I had the pleasure of meeting the affable [livejournal.com profile] muckefuck, who was warmer than I expected. With Albrecht Dürer hair, a serious demeanor, and a sense of drama he could easily nab the part of the Paschal Lamb Himself at Oberammergau. It was also nice to meet [livejournal.com profile] aadroma.
 
The Art Institute had a Matisse exhibition which we saw both Friday and Monday. I'm glad we went back. Besides being quietly radiant, it had a subtle organization that I was only cognizant of the second time through. I think the idea was to showcase the A.I.'s large Bathers of 1913-1917 with work that might have logically led up to its painting. It was a successful plan. Matisse repeated not only pictorial composition, but grouping, models, patterns, and colors from one work to another - obsessing over the same material till he had reduced the composition to a few elegant but crucial lines, and the colors to their fundamental essence.
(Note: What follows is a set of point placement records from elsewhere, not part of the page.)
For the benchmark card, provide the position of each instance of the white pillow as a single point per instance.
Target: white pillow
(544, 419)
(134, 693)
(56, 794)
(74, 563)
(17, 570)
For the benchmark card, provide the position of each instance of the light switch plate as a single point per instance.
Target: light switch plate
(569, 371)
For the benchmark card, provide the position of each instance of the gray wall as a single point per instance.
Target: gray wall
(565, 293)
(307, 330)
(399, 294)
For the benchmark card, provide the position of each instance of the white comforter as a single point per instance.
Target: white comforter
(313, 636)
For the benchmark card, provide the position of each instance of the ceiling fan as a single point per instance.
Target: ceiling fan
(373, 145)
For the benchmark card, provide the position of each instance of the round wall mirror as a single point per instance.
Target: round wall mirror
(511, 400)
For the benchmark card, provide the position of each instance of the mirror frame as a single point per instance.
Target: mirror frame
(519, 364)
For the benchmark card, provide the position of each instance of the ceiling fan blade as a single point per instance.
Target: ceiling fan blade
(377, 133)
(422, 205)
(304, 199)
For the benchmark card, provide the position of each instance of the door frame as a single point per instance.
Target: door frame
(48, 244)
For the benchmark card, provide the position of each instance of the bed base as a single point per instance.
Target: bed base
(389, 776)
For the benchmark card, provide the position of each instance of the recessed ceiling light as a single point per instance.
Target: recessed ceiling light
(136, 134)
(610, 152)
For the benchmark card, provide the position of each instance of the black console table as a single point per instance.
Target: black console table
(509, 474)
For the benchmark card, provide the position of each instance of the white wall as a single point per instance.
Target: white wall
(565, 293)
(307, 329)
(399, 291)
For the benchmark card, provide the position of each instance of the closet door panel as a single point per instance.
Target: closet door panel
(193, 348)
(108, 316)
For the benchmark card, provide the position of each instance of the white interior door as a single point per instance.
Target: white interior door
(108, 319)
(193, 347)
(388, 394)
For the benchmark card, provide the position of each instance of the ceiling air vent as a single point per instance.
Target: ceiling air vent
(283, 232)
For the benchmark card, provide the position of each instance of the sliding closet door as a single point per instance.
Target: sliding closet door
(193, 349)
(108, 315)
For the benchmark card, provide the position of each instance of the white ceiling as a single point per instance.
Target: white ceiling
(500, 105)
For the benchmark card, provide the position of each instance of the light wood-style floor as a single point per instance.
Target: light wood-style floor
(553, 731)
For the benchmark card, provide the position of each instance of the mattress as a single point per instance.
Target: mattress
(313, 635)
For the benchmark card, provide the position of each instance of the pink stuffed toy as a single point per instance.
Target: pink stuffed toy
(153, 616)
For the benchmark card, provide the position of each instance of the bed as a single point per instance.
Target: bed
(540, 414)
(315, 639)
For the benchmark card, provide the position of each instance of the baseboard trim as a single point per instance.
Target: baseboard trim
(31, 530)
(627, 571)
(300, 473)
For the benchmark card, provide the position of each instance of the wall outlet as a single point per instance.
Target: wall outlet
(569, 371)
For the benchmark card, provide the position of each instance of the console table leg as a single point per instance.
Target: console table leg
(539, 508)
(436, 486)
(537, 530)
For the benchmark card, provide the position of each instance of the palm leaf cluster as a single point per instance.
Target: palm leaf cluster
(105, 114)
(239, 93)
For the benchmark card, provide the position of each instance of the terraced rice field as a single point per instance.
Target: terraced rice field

The Bathers was hung toward the end of the exhibition. The first painting was a small Cézanne that Matisse had acquired in 1899 at great personal cost. It was also a scene of bathers. Walking through the many paintings, sculptures, and drawings between the two, it was easy to see the powerful effect this small Cézanne had on Matisse and how many of his most celebrated paintings from 1900 thru 1920 are its direct progeny. The exhibition extended the scope to other themes also suggested by the Bathers. I think it was one of the best exhibitions I have seen in a long time. It didn't have the gross and draining blockbuster effect, yet at the same time was not trifling by any means. Each piece was placed with great sensitivity to context, yet nothing seemed forced.


Millennium Park

I am always nostalgic when I have to leave Chicago. I think it is my favorite American city.